If you knew nothing about the pandemic, and someone told you a football game would feature a team with no wins against a team with no name, the empty arena could make sense to you.
This is the NFL in 2020, however, where teams play in cavernous stadiums, fans and friends carved out, with eerie echoes drifting from end zone to end zone.
But, even by the surreal standards of sports these days, the sleepy cage match between the Giants and the Washington Football Team was tough to swallow.
Still, Big Blue bagged their first win of the season, snaking past Washington, 20-19, in a game that highlights a vital contrast between the Giants and their MetLife roommates, the Jets. One 0-5 team was still playing hard, and while the Jets couldn't even score a point against the team that previously fired their current head coach, the Giants, no matter how slowly or sloppily, slapped a crooked number on the win column.
In the cutthroat climes of the NFL, you don't make excuses for wins any more than you do for losses. Maybe the Giants did little to distinguish themselves from the Washington team that has no handle and no franchise quarterback. But Daniel Jones threw a rare dime to Darius Slayton for a touchdown, plugging into the connection that seemed to be blossoming last year. Blake Martinez tackles everything that flinches (the free agent LB from Green Bay is second in the sport, with 64), and the Giants defense, at least, looks competent.
But the rest of the 2020 season, with all its oddities and morbidity, will be a twin-test on the head coach and quarterback. How hard, and well, the Giants play the rest of the way will tell us if rookie coach Joe Judge still has the ear and respect of his squad. The goal with Big Blue, unlike Gang Green, is not to Tank for Trevor, no matter how sublime the Clemson QB may be. Judge was hired to turn this tanker around, one play and one player at a time. So while wins will be elusive, the Giants are still considered a valid NFL team, with a history to back it up.

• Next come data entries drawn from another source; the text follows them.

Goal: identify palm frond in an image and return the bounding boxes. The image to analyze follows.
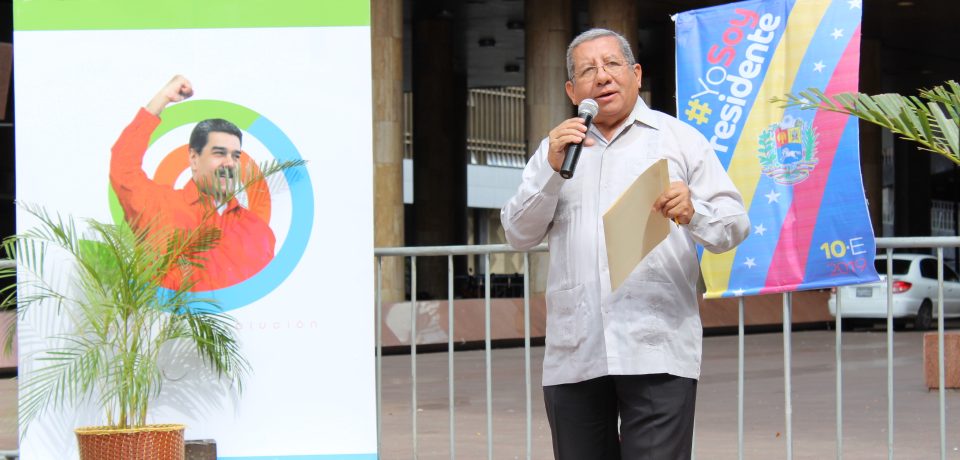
[770,80,960,165]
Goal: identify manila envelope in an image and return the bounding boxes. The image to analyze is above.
[603,158,671,291]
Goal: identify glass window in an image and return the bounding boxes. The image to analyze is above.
[873,256,912,275]
[943,265,957,283]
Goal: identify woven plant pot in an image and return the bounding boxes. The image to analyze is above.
[74,425,184,460]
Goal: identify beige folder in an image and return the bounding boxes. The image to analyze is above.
[603,159,673,291]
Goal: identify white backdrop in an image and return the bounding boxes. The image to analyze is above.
[14,27,376,460]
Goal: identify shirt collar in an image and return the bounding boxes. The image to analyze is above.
[590,96,660,143]
[627,96,660,129]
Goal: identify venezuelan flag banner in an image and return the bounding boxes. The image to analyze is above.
[675,0,878,298]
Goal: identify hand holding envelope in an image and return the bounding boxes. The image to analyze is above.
[603,159,673,291]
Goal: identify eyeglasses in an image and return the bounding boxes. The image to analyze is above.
[574,61,627,80]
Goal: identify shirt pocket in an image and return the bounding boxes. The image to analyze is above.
[545,285,587,349]
[624,281,682,348]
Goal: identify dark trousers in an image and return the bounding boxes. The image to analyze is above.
[543,374,697,460]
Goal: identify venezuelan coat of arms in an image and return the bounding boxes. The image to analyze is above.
[758,115,818,185]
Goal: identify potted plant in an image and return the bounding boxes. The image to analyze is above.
[0,156,303,459]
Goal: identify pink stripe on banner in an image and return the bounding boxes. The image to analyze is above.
[760,27,860,294]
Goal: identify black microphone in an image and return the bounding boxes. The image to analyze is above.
[560,99,600,179]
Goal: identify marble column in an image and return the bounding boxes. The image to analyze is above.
[370,0,405,302]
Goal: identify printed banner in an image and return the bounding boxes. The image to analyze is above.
[675,0,878,298]
[13,0,377,460]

Judge is being asked to win with a skeletal offense, one missing its best player (Saquon Barkley) and most reliable wideout (Sterling Shepard), with an offensive line still in rebuild. And, wonderfully athletic tight end Evan Engram, a darling of many fantasy football rosters, has been all but muted, as even when he scores a touchdown, as he did against Dallas a week ago, it gets called back.
So it lands on Judge's most important pupil, Daniel Jones, who has regressed from his ephemeral "Danny Dimes" glory one year ago. Maybe it's the lack of weapons. Maybe it is, as Boomer Esiason asserts, that Jones plays too carefully, and needs to let a few rip for the sake of the team, and his confidence. Jones relied on his legs yesterday and led the club in rushing, with 74 yards on seven carries, including a huge dash down the middle for 49 yards in the first half that set up a field goal. Jones is hardly Lamar Jackson, but it's plays like that, along with his improved accuracy, that had Giants fans drooling at his potential.
No matter his crew around him, Jones must be better than his three touchdowns and six interceptions for the season suggests; he still completes about 61 percent of his passes, but he tossed 24 TD passes last year against just 12 INT, a ratio the opposite of his current one. Good players will shine even in the darkest pockets of the sport, but Jones must again prove he was worth the sixth overall pick in the NFL Draft.
The Giants play four of their next five games against teams with one win right now, sporting a combined record of 4-17-2 (if you include the Eagles' current record twice). As Halloween approaches, the Giants will dress up as an improving pro football team. They have four weeks to prove whether they really are, or are just masquerading as one.